Zarifa Ghafari has confidence in those she called “her sisters” and it was for her a great hope to see dozens of women demonstrating in the streets of Herat to voice their rights and demand an inclusive and respectful government. “We will not stop. The more they will try to silence us, the louder we will speak. They will not be able to ignore us" affirms the former mayor of Maidan shahr.


Defying the Taliban

The Taliban’s higher education acting minister pledged, in the first days of his tenure, that women could continue to study in universities and graduate programs, as long as they were in gender-segregated classrooms” Zarifa Ghafari developpes. A statement in line with previous announcements regarding women's rights that the Taliban have vowed to respect. “Their words never match their actions. I don't expect anything from them. I already know who they are". Sinister illustration of Zarifa Ghafari’s words, the new government sent, since then, an ominous signal of its intentions toward young women : the Ministry of Women’s Affairs building was converted into offices for the religious morality police, who brutally enforced Shariah law two decades ago. The building now houses the Ministry of Invitation, Guidance and Promotion of Virtue and Prevention of Vice.
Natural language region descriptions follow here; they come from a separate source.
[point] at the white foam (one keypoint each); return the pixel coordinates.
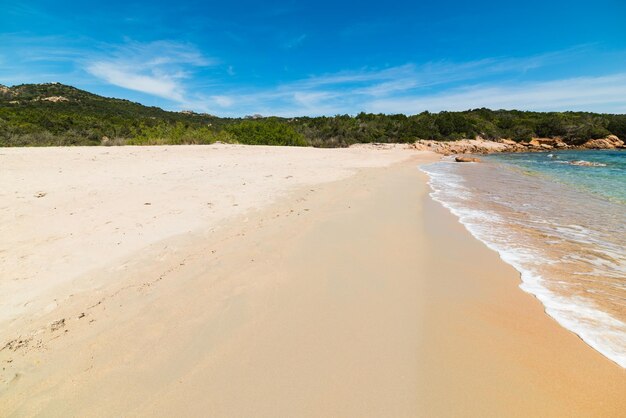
(597, 328)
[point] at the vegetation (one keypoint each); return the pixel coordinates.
(55, 114)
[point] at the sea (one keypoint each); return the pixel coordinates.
(559, 218)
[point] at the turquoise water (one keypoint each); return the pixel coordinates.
(606, 177)
(560, 219)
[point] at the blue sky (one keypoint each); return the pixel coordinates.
(323, 58)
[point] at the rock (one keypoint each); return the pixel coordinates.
(57, 324)
(462, 159)
(465, 146)
(610, 142)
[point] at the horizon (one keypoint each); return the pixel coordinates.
(288, 59)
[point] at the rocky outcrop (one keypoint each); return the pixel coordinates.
(546, 143)
(468, 146)
(483, 146)
(462, 159)
(55, 99)
(5, 91)
(610, 142)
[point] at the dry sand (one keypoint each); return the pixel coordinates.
(335, 287)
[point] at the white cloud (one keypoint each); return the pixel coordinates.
(600, 94)
(157, 68)
(223, 101)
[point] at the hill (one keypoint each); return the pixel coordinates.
(57, 114)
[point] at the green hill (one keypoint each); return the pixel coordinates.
(57, 114)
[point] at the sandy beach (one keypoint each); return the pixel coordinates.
(231, 281)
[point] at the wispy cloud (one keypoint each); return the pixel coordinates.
(602, 93)
(156, 68)
(294, 42)
(435, 86)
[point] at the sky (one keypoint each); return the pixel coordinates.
(296, 58)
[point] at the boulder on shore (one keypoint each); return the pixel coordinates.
(466, 146)
(462, 159)
(610, 142)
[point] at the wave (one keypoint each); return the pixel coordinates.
(496, 225)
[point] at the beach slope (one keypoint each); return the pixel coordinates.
(346, 295)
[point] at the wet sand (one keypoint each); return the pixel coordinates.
(356, 297)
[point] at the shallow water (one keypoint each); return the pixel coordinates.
(562, 225)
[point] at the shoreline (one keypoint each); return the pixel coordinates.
(362, 297)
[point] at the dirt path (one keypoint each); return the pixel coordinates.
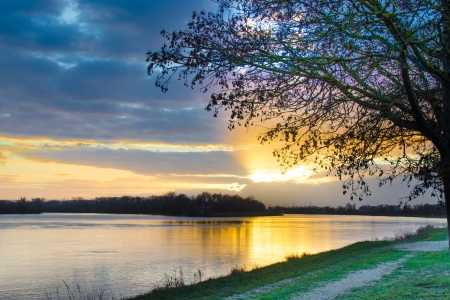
(356, 279)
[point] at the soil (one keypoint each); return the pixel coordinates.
(330, 290)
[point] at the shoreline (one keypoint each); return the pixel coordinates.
(357, 268)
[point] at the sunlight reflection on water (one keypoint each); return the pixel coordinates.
(128, 254)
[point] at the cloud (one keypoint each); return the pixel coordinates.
(76, 69)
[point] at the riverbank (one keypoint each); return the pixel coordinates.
(418, 267)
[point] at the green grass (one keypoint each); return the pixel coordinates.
(423, 276)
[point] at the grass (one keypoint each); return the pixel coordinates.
(425, 275)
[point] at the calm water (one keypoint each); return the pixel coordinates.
(126, 255)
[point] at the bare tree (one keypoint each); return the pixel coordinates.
(360, 87)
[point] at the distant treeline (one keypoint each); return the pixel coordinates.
(349, 209)
(204, 204)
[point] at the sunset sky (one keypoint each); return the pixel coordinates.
(79, 117)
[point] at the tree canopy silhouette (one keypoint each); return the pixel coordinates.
(360, 87)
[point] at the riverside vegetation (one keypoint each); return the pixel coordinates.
(381, 269)
(421, 275)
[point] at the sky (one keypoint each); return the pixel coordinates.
(80, 117)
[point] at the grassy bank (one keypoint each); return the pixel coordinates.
(421, 275)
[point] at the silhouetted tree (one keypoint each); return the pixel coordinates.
(362, 88)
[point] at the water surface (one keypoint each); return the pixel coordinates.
(126, 255)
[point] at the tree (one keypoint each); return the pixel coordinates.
(360, 87)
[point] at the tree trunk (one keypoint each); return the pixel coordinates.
(446, 181)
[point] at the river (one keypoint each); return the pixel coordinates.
(126, 255)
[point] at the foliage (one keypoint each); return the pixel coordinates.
(204, 204)
(308, 271)
(361, 88)
(348, 209)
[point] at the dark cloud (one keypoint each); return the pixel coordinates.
(145, 162)
(76, 69)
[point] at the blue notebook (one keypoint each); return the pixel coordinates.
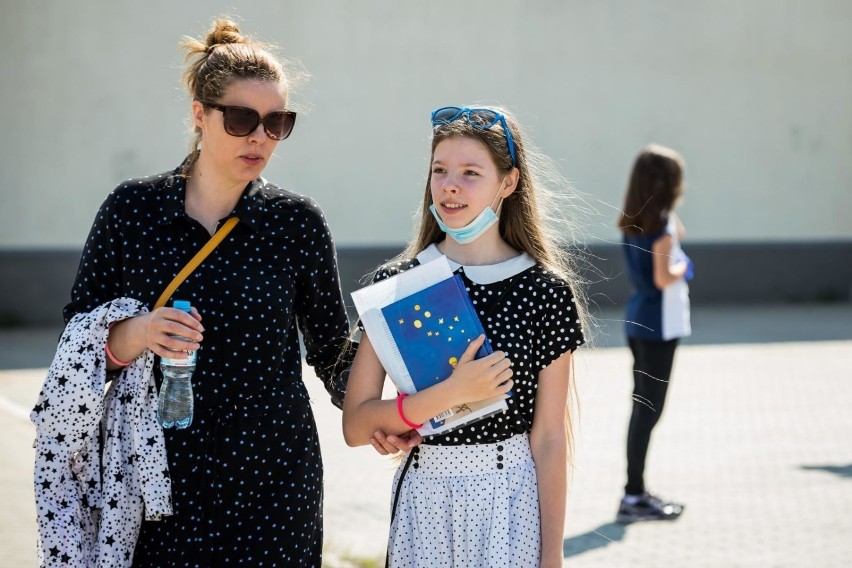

Former mayor of Maidan now relies on the international coalition. “Taliban are in power. We have no over choice than to talk to them. We have to negotiate and to collaborate to preserve the achievements of the last twenty years. I want to talk to Taliban and their leaders. I am ready, so I need international community to pressurise them to sit on the negotiation table back. It does not matter where and when, but they need to start a negotiation, with women, on women’s rights. Taliban must adapt to the reality on the ground, women represent 50% of the country's population and are a vital part of the country’s development, without them the Taliban will not be able to govern the country ” calls Zarifa Ghafari. After the chaotic withdrawal of American forces from Kabul, the future of the Taliban regime depends in part on the attitude of the Pakistani power, its army and its secret services. “I also call on the international community to ask Pakistan to stop its interference in Afghan politics. Only after that can we find a lasting solution for the country and its people” appeals her.

In the next months, Zarifa Ghafari is going to try to obtain a special European permit. Indeed, she does not want to be a refugee, but wants to travel to continue tirelessly raising awareness of the situation in her country. With only one dream : “I would go back in an appease Afghanistan. I would love to take the small amount of sand I took from my country back to where it really belongs”.